Nigel Stepney, the sacked Ferrari engineer who is widely credited for triggering the espionage scandals last year, has denied responsibility for the penalties suffered by McLaren.

Despite admitting that he was the source of the 780-page secret dossier found in Mike Coughlan's possession, Stepney said it was the suspended McLaren chief designer who used the information improperly.

"I don't feel responsible in any way at all for what happened at McLaren," Stepney, who was previously best known for being Michael Schumacher's former chief engineer, told Sky Sports.

"My ideas were to make contact with somebody but not to benefit. It was to talk about and see what I could do somewhere else," he added, probably referring to his and Coughlan's meetings with Honda bosses.
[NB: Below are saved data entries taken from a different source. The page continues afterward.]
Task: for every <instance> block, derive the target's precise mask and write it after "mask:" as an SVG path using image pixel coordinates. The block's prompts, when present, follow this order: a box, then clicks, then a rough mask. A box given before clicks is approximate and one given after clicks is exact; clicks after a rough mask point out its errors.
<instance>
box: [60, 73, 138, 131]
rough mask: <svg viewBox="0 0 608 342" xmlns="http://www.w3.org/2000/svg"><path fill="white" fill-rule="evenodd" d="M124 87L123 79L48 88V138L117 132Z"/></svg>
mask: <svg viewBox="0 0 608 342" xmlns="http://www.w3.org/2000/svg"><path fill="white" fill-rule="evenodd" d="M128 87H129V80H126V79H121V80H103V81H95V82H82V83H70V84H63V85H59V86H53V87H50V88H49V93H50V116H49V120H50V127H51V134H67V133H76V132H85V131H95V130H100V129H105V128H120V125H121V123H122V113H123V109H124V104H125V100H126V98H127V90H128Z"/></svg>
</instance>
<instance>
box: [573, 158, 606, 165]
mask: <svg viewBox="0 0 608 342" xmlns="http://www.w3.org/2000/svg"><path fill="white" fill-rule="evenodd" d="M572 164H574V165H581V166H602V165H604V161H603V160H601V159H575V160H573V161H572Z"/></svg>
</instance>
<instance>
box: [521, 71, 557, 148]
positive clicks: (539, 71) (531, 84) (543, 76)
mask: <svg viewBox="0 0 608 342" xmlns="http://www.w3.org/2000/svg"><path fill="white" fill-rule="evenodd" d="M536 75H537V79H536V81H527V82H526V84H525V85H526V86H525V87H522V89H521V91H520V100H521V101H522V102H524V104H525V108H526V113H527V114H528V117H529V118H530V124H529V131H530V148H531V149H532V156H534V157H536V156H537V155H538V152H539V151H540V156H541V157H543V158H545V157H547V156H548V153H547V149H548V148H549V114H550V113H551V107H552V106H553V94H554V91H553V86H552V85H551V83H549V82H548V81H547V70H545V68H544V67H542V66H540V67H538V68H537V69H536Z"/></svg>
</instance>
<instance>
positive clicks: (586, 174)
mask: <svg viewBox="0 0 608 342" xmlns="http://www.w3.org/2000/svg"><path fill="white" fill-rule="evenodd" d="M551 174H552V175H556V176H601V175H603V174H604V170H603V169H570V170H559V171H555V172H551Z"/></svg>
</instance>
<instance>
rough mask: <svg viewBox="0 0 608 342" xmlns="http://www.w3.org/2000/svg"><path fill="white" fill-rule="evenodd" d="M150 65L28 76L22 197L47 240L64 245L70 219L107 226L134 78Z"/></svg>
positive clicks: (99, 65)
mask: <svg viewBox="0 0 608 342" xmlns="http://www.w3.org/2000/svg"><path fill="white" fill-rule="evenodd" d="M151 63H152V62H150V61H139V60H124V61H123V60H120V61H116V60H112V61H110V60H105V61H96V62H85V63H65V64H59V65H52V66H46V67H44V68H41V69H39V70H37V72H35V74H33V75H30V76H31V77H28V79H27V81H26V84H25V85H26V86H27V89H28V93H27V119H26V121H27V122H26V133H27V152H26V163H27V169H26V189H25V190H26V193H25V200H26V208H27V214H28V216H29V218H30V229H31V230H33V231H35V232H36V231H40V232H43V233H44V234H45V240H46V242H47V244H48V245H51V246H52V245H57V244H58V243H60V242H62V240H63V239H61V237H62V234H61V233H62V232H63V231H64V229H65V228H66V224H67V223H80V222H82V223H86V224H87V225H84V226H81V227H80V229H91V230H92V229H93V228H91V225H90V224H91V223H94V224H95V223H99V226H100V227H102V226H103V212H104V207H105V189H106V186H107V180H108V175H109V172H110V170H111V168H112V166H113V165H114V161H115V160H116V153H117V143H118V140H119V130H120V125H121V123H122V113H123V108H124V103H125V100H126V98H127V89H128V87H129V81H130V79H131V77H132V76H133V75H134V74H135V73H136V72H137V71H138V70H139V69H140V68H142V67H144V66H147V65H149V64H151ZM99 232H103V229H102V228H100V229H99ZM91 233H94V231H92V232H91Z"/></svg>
Stepney continued: "It got a bit sensitive and somebody used information more than I actually thought. It should never have been used in that, to that extreme."

He also suggested that the whole story has yet to be told. His autobiography, entitled 'Red Mist', is due for publication in July.

"There is a lot being said, but I think there is a lot underneath that hasn't been said that should have been," Stepney said.

"It's been dramatised for various other reasons, which we will have to go into at a later date.

"Some stuff has been done politically. Some stuff should have been brought out probably in a different way."

Stepney, a Briton, is still being pursued legally by Ferrari in Italy, and it is expected that he will be banned by the FIA from holding a position in the elite of motor sports.

He said of his future: "I think I've got a lot of other more interesting opportunities (such as) going back into the grass roots of motor racing.

"I think, at the end of this year or at the end of 2007, I was looking to get out of Ferrari anyway; whether it was going to be in formula one I wasn't quite sure. I think formula one was going away from a direction I really wanted to go."